A inflação oficial do Brasil apresentou forte desaceleração em outubro, segundo dados divulgados nesta terça-feira (11) pelo Instituto Brasileiro de Geografia e Estatística (IBGE). O Índice Nacional de Preços ao Consumidor Amplo (IPCA) avançou 0,09% no mês, após alta de 0,48% em setembro.
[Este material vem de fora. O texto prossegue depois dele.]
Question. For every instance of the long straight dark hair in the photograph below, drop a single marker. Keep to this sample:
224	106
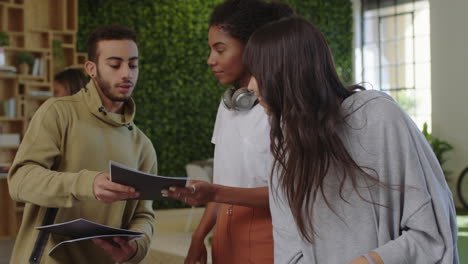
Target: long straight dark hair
296	76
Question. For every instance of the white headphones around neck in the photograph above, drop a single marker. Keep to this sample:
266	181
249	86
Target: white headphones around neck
239	99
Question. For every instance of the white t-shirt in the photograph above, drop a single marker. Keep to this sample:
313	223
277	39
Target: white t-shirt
242	148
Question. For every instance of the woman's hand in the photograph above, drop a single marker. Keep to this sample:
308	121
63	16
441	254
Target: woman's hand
197	193
362	260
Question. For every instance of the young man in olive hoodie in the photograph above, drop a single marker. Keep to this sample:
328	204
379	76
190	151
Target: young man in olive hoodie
64	158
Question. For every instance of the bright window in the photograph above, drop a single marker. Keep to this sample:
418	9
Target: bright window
395	53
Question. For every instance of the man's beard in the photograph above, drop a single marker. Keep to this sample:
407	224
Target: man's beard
106	89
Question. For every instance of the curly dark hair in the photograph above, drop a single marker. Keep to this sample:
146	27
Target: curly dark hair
72	79
240	18
108	32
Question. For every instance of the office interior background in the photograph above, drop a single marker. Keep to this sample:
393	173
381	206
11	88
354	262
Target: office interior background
415	50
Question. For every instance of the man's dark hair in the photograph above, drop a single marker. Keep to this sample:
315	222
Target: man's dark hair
108	32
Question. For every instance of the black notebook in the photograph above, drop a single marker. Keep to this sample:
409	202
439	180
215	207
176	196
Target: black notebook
82	229
148	185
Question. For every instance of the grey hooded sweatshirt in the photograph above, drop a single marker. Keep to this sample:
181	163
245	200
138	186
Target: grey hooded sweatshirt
413	226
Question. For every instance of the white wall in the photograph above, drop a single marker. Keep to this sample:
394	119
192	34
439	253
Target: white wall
449	54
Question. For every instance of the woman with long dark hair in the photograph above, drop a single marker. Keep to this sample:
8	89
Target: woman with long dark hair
238	200
354	180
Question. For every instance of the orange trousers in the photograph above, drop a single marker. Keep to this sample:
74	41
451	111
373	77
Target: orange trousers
242	235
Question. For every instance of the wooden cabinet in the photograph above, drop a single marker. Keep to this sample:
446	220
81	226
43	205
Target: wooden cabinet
47	30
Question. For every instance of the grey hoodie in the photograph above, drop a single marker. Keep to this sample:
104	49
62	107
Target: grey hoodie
417	225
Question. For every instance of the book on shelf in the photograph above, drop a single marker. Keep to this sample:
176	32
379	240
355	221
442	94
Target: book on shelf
148	185
7	69
7	140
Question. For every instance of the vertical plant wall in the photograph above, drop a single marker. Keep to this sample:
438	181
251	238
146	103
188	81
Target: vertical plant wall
177	95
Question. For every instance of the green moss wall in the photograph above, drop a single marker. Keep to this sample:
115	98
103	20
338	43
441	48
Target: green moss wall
176	95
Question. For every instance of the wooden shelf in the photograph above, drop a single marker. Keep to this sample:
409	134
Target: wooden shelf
35	50
4	75
10	119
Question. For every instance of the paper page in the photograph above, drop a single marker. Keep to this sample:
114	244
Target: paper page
106	237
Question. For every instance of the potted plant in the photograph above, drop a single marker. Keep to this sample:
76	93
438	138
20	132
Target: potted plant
24	60
3	43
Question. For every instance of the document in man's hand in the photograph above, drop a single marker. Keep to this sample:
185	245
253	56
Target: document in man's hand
148	185
82	229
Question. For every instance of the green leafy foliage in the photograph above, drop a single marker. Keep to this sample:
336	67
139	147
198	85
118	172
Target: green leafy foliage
24	57
440	147
177	96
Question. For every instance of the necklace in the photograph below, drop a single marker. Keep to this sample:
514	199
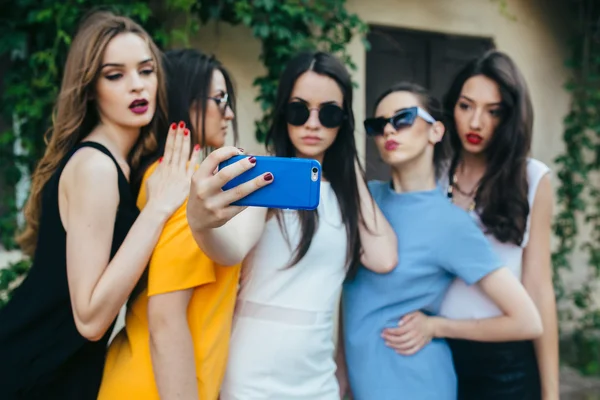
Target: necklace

O resultado representa a menor variação para o mês de outubro desde 1998, quando o índice havia ficado em apenas 0,02%. A leitura também veio abaixo das expectativas do mercado financeiro, que projetava aumento médio de 0,15%, segundo levantamento da agência Bloomberg.
Nos últimos 12 meses, o IPCA acumula alta de 4,68%, frente aos 5,17% registrados em setembro. Apesar da queda, o indicador ainda permanece acima do teto da meta de inflação de 4,5% definida pelo Banco Central para o período.
⚡ Energia elétrica e alimentos puxaram o índice para baixo
O principal fator que contribuiu para o resultado mais baixo foi a redução nas tarifas de energia elétrica, que recuaram 2,39% em outubro, impactando negativamente o índice em -0,10 ponto percentual.
Em setembro, a conta de luz havia subido mais de 10% por causa do fim do desconto temporário de Itaipu, aplicado em agosto. Em outubro, mesmo com a bandeira vermelha patamar 1, o custo foi menor do que no patamar 2, que vigorava no mês anterior.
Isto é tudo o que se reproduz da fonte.